Scott McLemee watches David Horowitz in action:
Inside Higher Ed :: Piled Higher and Deeper : David Horowitz makes clear that he is not a liar just because he told a national television audience something that he knew was not true.... In February, while the Ward Churchill debate was heating up, Horowitz appeared on Bill O'Reilly's program. It came up that Horowitz, like Churchill, had been invited to lecture at Hamilton College at some point. But he was not, he said, "a speaker paid by and invited by the faculty." As we all know, university faculties are hotbeds of left-wing extremism.... [W]henever Horowitz appears on campus, it's because some plucky youngsters invite him. He was at Hamilton because he had been asked by "the conservative kids."
That came as a surprise to Maurice Isserman, a left-of-center historian who teaches at Hamilton College.... [H]e's been called all sorts of things... but "conservative kid" is not one of them. And when Horowitz spoke at Hamilton a few years ago, it was as a guest lecturer in Isserman's class on the 1960s.... "Horowitz was, in fact, an official guest of Hamilton College in fall 2002, invited by a faculty member, introduced at his talk by the dean of the faculty, and generously compensated for his time."

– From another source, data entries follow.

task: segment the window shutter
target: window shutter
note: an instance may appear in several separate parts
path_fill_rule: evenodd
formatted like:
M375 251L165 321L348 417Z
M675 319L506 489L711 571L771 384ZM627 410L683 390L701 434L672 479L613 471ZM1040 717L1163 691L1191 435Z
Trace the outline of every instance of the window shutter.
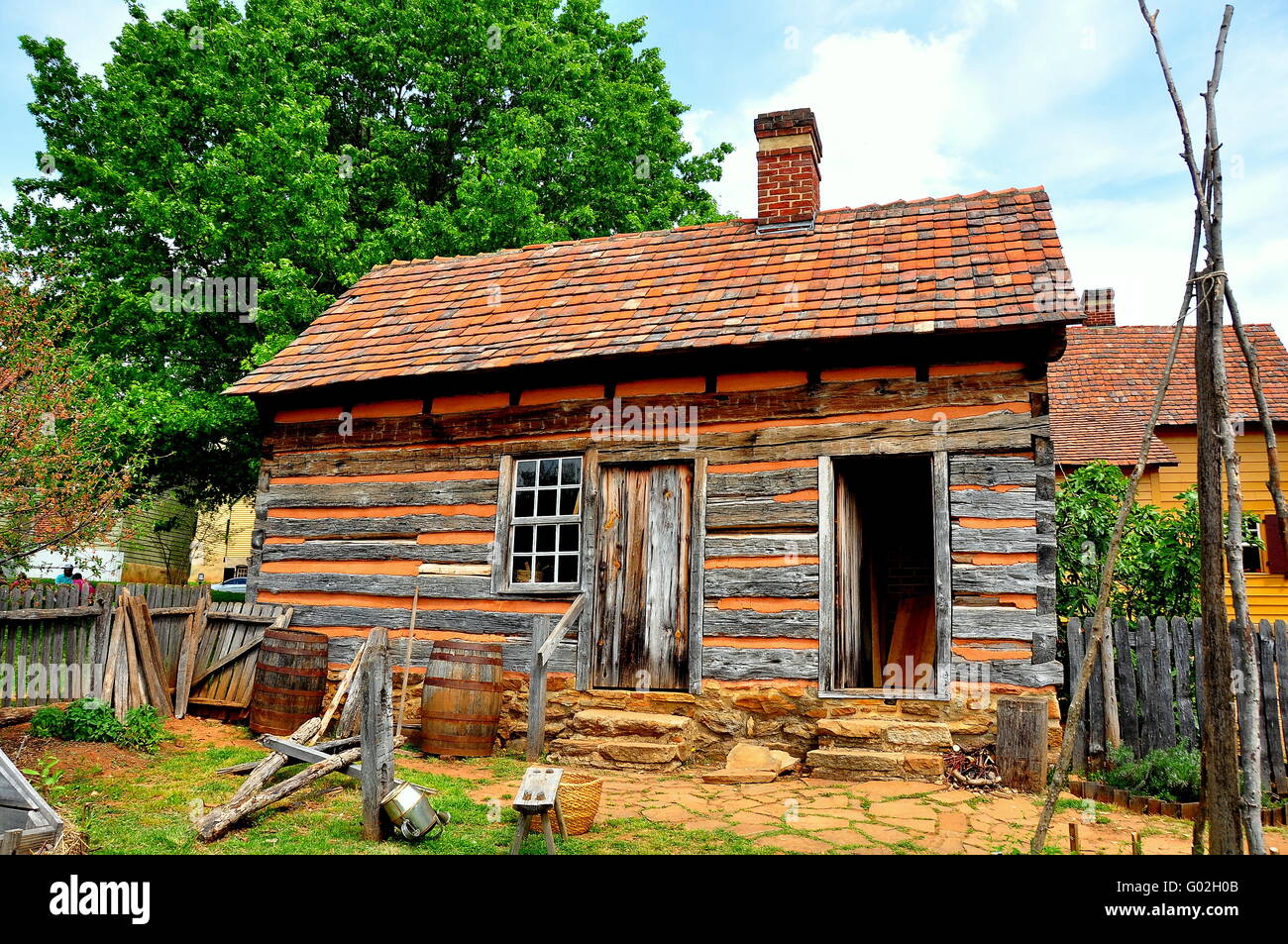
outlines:
M1266 569L1270 573L1288 573L1288 549L1279 531L1279 515L1266 515Z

I will leave to you the pleasure and edification of watching Horowitz explain himself.... [H]e could not tell the truth because that would have been a lie, so he had to say something untrue in order to speak a Higher Truth.
And here's Horowitz:
Academe/November-December 2005/Letters to the Editor : When I was asked if it wasn't to Hamilton's credit to have invited me, I had two seconds to decide.... I thought that if I just say, yes, Hamilton should be praised, that would be a really big lie about the reality of my experience at Hamilton and on university campuses. So I said I was invited by conservative students, which was true of my most recent visit to Hamilton, but obviously not the whole truth.... Professors like Maurice Isserman ought to be concerned about the one-party culture they have created in institutions that once honored intellectual pluralism and fairness. Considering this, my only conclusion can be that Isserman must regret bringing David Horowitz to Hamilton. That's the truth I was driving at.